Enterré a mi madre con su posesión más preciada hace 25 años. Fui yo quien la colocó en su ataúd antes de despedirme. Así que imaginen mi cara cuando la prometida de mi hijo entró en mi casa luciendo ese mismo collar, con todo y la bisagra oculta.
Llevaba cocinando desde el mediodía. Pollo asado, patatas al ajillo y la tarta de limón de mi madre, con la receta manuscrita que había guardado en el mismo cajón durante 30 años.
Cuando tu único hijo te llama para decirte que trae a la mujer con la que quiere casarse, no pides comida a domicilio. Le das un significado especial.
Quería que Claire entrara en un hogar lleno de amor, y no tenía ni idea de qué se iba a poner.
Quería que Claire entrara en un hogar lleno de amor.
Will fue el primero en entrar por la puerta, sonriendo como sonreía de niño en la mañana de Navidad. Claire llegó justo después. Era encantadora.

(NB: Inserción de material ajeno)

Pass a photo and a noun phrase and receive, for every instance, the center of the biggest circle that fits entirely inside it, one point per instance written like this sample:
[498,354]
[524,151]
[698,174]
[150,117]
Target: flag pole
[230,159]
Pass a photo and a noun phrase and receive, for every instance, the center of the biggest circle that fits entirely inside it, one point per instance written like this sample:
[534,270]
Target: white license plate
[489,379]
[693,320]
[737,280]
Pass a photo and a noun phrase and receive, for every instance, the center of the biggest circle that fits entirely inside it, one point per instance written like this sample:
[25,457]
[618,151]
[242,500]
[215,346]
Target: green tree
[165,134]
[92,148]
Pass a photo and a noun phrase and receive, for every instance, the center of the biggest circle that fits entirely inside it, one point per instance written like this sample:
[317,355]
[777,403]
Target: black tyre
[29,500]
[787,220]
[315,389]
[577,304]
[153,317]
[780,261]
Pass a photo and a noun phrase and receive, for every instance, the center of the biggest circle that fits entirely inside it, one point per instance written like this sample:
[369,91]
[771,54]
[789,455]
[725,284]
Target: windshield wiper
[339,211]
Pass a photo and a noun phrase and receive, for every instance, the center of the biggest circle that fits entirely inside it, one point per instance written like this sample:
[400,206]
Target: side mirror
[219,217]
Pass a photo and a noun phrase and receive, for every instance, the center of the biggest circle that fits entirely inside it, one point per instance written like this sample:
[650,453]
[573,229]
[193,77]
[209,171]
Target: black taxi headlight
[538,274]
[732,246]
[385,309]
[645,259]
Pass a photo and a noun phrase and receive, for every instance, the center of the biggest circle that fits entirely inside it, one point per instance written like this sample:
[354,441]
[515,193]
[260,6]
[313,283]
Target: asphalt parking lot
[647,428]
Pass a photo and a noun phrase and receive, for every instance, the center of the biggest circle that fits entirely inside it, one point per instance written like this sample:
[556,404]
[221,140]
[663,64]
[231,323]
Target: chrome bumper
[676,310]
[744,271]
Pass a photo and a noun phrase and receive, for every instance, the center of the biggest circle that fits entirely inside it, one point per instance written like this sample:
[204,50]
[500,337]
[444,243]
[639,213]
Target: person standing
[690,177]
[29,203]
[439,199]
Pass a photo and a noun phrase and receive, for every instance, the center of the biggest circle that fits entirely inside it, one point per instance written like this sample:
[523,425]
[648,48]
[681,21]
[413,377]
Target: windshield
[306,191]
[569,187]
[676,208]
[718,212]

Las abracé a ambas, les quité los abrigos y me dirigí a la cocina para revisar el horno.
Entonces Claire se quitó la bufanda y me volví.

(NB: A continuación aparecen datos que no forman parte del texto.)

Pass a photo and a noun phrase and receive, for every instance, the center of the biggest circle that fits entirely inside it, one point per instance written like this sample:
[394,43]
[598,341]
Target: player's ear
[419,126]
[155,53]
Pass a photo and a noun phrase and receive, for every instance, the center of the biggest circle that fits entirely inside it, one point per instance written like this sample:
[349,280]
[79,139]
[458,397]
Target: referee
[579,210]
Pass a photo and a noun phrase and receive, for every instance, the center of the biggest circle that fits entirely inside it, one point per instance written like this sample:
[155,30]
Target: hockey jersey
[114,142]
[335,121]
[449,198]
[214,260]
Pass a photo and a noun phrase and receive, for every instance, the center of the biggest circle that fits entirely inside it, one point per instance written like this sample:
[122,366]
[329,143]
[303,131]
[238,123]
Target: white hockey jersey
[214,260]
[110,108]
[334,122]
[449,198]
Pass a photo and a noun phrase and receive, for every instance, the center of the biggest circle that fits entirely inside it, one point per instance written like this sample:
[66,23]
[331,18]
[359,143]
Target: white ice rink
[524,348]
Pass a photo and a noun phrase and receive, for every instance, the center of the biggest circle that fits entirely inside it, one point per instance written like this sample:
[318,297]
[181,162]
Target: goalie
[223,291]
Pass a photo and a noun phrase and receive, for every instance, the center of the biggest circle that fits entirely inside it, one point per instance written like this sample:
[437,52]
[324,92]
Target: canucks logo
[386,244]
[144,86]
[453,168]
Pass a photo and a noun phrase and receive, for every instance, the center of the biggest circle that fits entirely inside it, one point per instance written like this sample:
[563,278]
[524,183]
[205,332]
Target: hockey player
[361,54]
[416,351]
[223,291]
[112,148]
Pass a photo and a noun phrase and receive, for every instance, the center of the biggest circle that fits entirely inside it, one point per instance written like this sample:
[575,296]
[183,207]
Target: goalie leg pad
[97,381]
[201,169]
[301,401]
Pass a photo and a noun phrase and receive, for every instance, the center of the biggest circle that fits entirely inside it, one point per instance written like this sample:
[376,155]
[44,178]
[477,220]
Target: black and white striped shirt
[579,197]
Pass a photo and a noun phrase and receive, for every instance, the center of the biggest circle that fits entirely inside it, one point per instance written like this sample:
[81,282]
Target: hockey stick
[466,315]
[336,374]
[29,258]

El collar descansaba justo debajo de su clavícula. Una fina cadena de oro con un colgante ovalado. Una piedra verde intenso en el centro, enmarcada por diminutas hojas grabadas, tan delicadas que parecían encaje.
Mi mano encontró el borde de la encimera detrás de mí.
El collar descansaba justo debajo de su clavícula.
Conocía ese tono de verde. Conocía esos grabados. Reconocí la pequeña bisagra oculta en el lado izquierdo del colgante: la que lo convertía en un relicario.
Había tenido ese collar en mis manos la última noche de vida de mi madre y yo misma lo había colocado en su ataúd.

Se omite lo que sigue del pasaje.